The United States’ startup Colossal Biosciences has announced its plan to bring woolly mammoths, or animals like them, back from extinction and into the frosty landscape of the Siberian tundra (treeless polar desert).

Key Points

  • About:
    • Mammoth, (genus Mammuthus), any member of an extinct group of elephants found as fossils in Pleistocene deposits over every continent except Australia and South America and in early Holocene deposits of North America.
      • The Pleistocene Epoch began 2.6 million years ago and ended 11,700 years ago.
      • The Holocene Epoch began 11,700 years ago and continues through the present.)
    • Woolly Mammoths: The woolly, Northern, or Siberian mammoth (Mammuthus primigenius) is by far the best-known of all mammoths.
      • The relative abundance and, at times, excellent preservation of this species’s carcasses found in the permanently frozen ground of Siberia has provided much information about mammoths’ structure and habits.

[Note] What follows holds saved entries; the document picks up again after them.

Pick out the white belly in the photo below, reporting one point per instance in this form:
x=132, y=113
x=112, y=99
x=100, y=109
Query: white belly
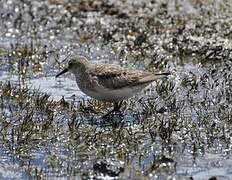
x=114, y=95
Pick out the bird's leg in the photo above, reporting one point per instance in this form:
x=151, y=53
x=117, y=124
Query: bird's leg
x=116, y=108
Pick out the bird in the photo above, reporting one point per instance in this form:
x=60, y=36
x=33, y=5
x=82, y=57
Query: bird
x=109, y=82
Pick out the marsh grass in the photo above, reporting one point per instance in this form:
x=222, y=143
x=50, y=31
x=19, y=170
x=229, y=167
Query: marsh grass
x=178, y=127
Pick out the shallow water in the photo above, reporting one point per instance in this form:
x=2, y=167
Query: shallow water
x=179, y=127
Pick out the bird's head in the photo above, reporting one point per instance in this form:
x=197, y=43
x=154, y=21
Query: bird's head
x=76, y=65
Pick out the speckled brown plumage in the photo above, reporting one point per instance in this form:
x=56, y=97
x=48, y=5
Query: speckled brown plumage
x=115, y=77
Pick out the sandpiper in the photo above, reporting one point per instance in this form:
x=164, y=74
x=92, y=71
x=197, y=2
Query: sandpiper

    • Cause of Extinction:
      • It is believed that mammoths disappeared because of a change in climate, disease, hunting by humans, or perhaps some combination of these.

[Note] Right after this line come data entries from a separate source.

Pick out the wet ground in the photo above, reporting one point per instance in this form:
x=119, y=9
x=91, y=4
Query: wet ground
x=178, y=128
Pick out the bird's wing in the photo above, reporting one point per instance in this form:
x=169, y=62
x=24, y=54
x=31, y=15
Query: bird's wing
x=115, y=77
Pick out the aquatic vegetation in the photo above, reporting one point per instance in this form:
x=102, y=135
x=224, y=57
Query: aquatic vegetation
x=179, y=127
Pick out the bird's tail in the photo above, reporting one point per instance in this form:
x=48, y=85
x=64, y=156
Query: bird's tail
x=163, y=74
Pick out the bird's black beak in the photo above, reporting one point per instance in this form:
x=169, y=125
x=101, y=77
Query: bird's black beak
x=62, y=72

  • De-extinction of Woolly Mammoths:
    • Need:
      • Restoration of Ecosystem: When mammoths disappeared from the Arctic some 4,000 years ago, shrubs overtook what was previously grassland.
        • Mammoth-like creatures could help restore this ecosystem by compressing shrubs, knocking over trees, and fertilising grasses with their faeces.

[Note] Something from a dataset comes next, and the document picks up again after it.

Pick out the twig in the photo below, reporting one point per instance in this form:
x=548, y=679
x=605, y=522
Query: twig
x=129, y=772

      • Reduce Climate Change:
        • If the current Siberian permafrost melts, it will release potent greenhouse gases.
        • De-extinction will prevent the permafrost from melting. Compared to tundra, grassland might reflect more light and keep the ground cooler.
    • Technology Used: The CRISPR gene editing technology will be used to modify Asian elephant embryos.
      • Asian elephants are the mammoth’s closest living relative so their genomes resemble those of woolly mammoths.
  • Concerns Raised:
    • Disturb the Ecosystem: Bringing back extinct species, whose ecological niches may no longer exist, will upset existing ecosystems.
    • Opportunity Cost:
      • The de-extinction could distract from more cost-effective efforts to protect biodiversity or mitigate climate change.
      • The possible moral hazards that may arise if people start believing extinction is not forever.
      • Even if de-extinction programs are successful, they will likely cost more than saving existing species from extinction.
        • Once de-extinction becomes possible, the need to protect species from extinction will seem less urgent.
    • No Guarantee of Behaviour Adoption: Even if newly engineered mammophants contain mammoth DNA, there is no guarantee these hybrids will adopt the behaviours of ancient mammoths.
      • For instance, we inherit more than just DNA sequences from our parents. We inherit epigenetic changes, wherein the environment around us can affect how those genes are regulated.
      • We also inherit our parents’ microbiome (colonies of gut bacteria), which plays an important role in our behaviours.
      • The behaviours animals learn from observing other members of their species. The first mammophants will have no such counterparts to learn from.

Tundra

  • The tundra climate region occurs between 60° and 75° of latitude, mostly along the Arctic coast of North America and Eurasia and on the coastal margins of Greenland.
  • Tundra winters are long, dark, and cold, with mean temperatures below 0°C for 6 to 10 months of the year. There is a layer of permanently frozen ground below the surface, called permafrost.
  • Structurally, the Tundra is a treeless expanse that supports communities of sedges and heaths as well as dwarf shrubs.